I tried to distract myself from the Spinning Rolling Plunging Fast Moving Ride (tm) by concentrating on my feet, which had now roasted themselves into what one line-waiter helpfully termed 'well done.' He also added that he liked his meat well-done and by the way he was licking his lips, I got the impression that after 45 minutes in line, the sun had addled his brain, and he now had perverse designs on my feet. Given that I wanted to get away from the Feet Eater (tm), my brain and I parted company when I made a flying leap into the car for the Spinning Rolling Plunging Fast Moving Ride (tm).
Things got bad when the ride operator came by and shoved the harness - a nice plastic metal thingy - right into my gut. She wasn't smiling. In fact, she was wearing an apron and a face mask. I looked back at the line but Feet Eater was still grinning madly at me. I clutched the harness tightly. I looked at my cousin. "You better be right about this," I told him. Genuinely Good Kid (tm) smiled cherubically and said, "It's not that bad." Ha.

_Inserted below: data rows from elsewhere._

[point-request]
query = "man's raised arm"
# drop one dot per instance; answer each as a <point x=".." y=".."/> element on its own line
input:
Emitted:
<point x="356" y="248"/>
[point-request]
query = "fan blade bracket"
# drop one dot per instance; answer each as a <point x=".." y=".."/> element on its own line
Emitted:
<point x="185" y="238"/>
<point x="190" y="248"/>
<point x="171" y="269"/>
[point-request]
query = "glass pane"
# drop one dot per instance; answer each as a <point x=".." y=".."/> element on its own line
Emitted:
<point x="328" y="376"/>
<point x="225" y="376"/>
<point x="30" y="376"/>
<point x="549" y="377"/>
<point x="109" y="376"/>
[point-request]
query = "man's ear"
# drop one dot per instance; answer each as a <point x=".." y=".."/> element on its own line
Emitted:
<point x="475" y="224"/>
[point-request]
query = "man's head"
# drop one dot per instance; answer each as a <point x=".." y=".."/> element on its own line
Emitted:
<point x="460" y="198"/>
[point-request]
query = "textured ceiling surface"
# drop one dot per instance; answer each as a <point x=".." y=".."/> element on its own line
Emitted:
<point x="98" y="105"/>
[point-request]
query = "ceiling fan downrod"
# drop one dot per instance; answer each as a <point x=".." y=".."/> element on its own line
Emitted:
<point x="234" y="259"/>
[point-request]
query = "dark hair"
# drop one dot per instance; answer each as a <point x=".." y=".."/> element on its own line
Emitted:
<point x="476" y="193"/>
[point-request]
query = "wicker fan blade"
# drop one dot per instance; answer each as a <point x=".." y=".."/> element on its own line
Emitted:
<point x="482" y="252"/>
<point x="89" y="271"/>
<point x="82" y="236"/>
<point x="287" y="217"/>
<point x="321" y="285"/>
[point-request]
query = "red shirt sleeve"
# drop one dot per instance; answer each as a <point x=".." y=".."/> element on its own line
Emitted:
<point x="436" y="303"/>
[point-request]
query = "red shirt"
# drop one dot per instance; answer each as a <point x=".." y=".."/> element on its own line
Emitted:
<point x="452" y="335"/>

Then the ride started. Backwards. And suddenly we were being shot up a lift. I glared at my cousin. He was smiling. I said, "You didn't tell me about this shooting up to a top of a Very High Mountain (tm) thing." And he said, "It's not so bad." And then before I could answer, we plunged down. When I say down, I don't mean a gentle slope like Kilamanjaro or Everest. No, no, this was a straight down vertical drop. The track raced up at me, my stomach was in my throat. And suddenly, we were at the bottom and I let out a sigh of relief until we started spinning. Upside down, sideways, and still hurtling at the Speed God Never Intend Human Beings To Travel At (tm). And then, not only we were we still upside down, the stupid cannon thing had come back and we were being shot back up the not-Everest/Kilamanjaro slope, except this time, we were doing it backwards. You think going forwards is bad, going backwards? Gah. It's 80 gazillion times worse.
I got off the ride with wobbly legs and my stomach mostly intact. I retrieved my brain from non-smiling Ride Operator (tm). Feet Eater was grinning at me and said, "How was it?" And I just smiled at him and said, "It's not so bad."
We were at the park from 10 until 3, when we got rained out, while waiting for Another Ride That Goes Violently Fast. By then, I was already this close to losing my stomach as it was dreadfully hot, and we'd been on those silly swings which went round and round and round and round and round and round. And just when I thought the Smiley Water Fritzing Ride Operator was going to let us off, she said, in her cheerful voice, "Let's go again!" And I wanted to scream, at the top of my lungs, "Get me off!" But she couldn't hear me because we were going round and round and higher up off the ground than God Ever Intended. I couldn't help but regret that I'd left my parachute pants at home.